Contrary to common belief, scientists do not believe it is possible to entirely disintegrate a massive quantity of rock traveling at a speed of 1,000 kilometers per hour or more towards space.
The solution, according to experts, is to simply use a tiny spaceship to gently and safely knock a piece of space rock off track.
And this week, NASA did just that when one of its spacecraft crashed with an asteroid. Before the asteroid destroyed the machine, its photographs were captured and relayed to the headquarters.
Then, the robotic arm of NASA made contact with the asteroid Dimorphos.
The crew believed that the strategy had been effective and that it would only be a matter of months before it was known whether or not the asteroid had been successfully pushed off course.
However, Elena Adams, the mission’s systems engineer, claimed that when the vessel ultimately collided with Dimorphos, the party that was oblivious to the incident was overcome with fear and elation.
The project is a component of the Double Asteroid Redirection Test (DART), which NASA launched seven years ago.
In November of last year, the spacecraft was sent into orbit as part of a $300 million mission to execute a move that would determine humanity’s ability to defend the Earth from space debris headed for a collision with the planet.
Before the team would get the outcomes they were hoping for, scientists predicted it would take two months.

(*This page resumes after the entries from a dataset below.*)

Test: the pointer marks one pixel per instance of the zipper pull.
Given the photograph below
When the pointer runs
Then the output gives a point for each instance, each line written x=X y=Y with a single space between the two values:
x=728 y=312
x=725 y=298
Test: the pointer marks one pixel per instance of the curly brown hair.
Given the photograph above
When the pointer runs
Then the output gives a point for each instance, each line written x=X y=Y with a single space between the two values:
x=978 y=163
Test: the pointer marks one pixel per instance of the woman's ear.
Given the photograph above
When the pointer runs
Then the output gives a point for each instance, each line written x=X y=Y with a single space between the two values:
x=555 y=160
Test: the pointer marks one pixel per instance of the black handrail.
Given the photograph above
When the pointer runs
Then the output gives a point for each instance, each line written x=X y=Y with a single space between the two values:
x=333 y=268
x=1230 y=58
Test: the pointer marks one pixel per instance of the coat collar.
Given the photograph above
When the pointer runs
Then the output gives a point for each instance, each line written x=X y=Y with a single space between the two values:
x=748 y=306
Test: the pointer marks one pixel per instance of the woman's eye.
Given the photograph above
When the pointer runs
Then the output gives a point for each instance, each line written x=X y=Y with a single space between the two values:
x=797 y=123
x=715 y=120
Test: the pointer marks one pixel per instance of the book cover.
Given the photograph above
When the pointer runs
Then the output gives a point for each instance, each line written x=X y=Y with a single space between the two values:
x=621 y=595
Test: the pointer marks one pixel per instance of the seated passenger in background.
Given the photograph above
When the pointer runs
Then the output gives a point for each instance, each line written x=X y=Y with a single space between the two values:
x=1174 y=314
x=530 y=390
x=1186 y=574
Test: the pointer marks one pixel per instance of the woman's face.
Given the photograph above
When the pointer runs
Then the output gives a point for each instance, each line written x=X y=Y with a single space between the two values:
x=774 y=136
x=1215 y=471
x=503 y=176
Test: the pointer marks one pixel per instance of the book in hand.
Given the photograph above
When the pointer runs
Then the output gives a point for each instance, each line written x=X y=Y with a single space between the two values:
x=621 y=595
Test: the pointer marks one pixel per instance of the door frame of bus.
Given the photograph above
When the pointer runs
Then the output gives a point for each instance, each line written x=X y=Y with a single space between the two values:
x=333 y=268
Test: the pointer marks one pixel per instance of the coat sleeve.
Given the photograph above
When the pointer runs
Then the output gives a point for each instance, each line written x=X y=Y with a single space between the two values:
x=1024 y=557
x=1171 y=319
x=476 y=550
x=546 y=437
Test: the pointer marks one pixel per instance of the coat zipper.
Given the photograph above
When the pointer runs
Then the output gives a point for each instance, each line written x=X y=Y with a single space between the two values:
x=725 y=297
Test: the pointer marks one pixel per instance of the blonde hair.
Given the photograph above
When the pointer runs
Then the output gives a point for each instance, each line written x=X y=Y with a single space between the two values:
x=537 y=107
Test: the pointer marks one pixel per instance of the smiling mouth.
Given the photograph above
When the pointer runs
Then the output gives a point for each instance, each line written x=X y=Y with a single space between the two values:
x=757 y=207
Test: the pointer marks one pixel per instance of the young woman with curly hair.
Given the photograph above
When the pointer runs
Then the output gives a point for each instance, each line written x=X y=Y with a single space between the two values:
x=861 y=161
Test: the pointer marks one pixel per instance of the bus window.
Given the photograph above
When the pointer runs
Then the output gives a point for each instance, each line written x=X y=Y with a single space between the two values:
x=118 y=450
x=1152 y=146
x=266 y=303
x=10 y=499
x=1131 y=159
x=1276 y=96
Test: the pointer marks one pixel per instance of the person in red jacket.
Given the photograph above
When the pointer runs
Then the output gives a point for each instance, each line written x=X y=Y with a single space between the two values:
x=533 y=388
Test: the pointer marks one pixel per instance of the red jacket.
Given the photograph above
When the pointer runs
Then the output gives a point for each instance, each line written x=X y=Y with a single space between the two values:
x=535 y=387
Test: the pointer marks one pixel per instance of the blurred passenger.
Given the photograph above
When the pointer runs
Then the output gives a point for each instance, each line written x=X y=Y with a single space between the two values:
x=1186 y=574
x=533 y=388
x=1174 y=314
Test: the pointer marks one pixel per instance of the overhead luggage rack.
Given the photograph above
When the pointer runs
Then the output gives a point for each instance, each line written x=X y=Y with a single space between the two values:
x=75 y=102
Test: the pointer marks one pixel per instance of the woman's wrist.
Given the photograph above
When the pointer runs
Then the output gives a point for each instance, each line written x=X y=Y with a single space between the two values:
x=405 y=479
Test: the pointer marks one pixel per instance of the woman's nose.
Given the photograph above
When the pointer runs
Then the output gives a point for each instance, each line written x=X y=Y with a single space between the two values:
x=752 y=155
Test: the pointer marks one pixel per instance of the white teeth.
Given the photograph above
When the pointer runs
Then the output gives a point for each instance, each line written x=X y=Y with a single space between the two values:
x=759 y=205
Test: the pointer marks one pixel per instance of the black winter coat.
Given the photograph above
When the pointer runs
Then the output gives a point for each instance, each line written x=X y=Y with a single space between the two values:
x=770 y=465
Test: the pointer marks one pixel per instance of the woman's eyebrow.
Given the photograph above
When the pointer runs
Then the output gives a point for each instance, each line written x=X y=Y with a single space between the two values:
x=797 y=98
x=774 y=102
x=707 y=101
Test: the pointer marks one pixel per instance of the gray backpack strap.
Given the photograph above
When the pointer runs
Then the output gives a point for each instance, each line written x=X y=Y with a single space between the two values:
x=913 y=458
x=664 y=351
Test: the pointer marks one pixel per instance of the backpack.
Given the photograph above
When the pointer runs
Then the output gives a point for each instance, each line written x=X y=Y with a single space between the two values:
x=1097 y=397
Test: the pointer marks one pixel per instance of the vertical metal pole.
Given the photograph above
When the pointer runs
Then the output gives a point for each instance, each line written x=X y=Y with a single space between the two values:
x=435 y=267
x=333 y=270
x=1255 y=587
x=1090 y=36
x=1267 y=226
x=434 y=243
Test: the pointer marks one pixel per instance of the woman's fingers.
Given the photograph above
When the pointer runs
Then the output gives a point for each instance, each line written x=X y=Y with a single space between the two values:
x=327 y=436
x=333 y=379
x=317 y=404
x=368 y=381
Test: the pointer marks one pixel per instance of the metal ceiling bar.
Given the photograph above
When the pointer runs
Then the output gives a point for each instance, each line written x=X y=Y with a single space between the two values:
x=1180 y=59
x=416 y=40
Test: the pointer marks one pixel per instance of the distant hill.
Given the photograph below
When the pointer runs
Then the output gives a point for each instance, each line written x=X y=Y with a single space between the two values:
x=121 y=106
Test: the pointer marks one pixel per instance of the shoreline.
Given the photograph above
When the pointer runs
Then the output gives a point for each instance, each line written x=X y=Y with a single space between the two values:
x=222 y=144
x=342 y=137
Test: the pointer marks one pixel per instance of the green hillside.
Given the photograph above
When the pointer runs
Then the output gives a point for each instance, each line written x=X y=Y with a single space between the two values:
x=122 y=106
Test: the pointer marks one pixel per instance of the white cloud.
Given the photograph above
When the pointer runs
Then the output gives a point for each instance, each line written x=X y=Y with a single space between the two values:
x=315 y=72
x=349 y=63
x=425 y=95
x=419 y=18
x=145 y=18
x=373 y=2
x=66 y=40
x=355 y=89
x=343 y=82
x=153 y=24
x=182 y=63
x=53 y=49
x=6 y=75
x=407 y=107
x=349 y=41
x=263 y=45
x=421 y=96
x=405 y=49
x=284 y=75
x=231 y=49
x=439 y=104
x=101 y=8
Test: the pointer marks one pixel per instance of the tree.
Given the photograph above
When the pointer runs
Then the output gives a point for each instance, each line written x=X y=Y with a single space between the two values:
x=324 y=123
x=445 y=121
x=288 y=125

If the asteroid is deflected, the mission is successful.
If it follows the same course, though, NASA will need to come up with another strategy.
“This really is about asteroid deflection, not disruption. This isn’t going to blow up the asteroid,” Nancy Chabot said, the coordination lead of DART.
Deflecting the asteroid’s orbit
Since Dimorphos is 7 million kilometers from Earth, it does not endanger life in any manner. The asteroid, which is roughly 525 feet wide, is fascinating because it orbits another, bigger asteroid.
NASA further said that the changes brought about by DART would not be sufficient to harm Earthly life.
“There is no scenario in which one or the other body can become a threat to the Earth. It’s just not scientifically possible, just because of momentum conservation and other things,” Thomas Zurbuchen from the NASA science mission directorate said.
DART’s objective is to shorten the time required for Dimorphos to complete an orbit around the larger asteroid. According to data, the smaller asteroid does one circle in around 11 hours and 55 minutes.
Dimorphos should now be performing a complete orbit every 11 hours and 45 minutes if the DART mission is successful.
“The bottom line is, it’s a great thing. Someday, we are going to find an asteroid which has a high probability of hitting the Earth, and we are going to want to deflect it. When that happens, we should have, in advance, some experience knowing that this would work,” stated Ed Lu, Asteroid Institute executive director.
More work for NASA
NASA DART scientists put forth more effort to advance the research since they are aware of how important their work is.
“We’re moving an asteroid. We are changing the motion of a natural celestial body in space. Humanity has never done that before. This is stuff of science fiction books and really corny episodes of Star Trek from when I was a kid, and now it’s real. And that’s kind of astonishing that we are actually doing that, and what that bodes for the future of what we can do,” explained Tom Statler, a DART program scientist.
“It’s something that we need to get done so that we know what’s out there and know what’s coming and have adequate time to prepare for it,” added Planetary Defense Officer at NASA, Lindley Johnson.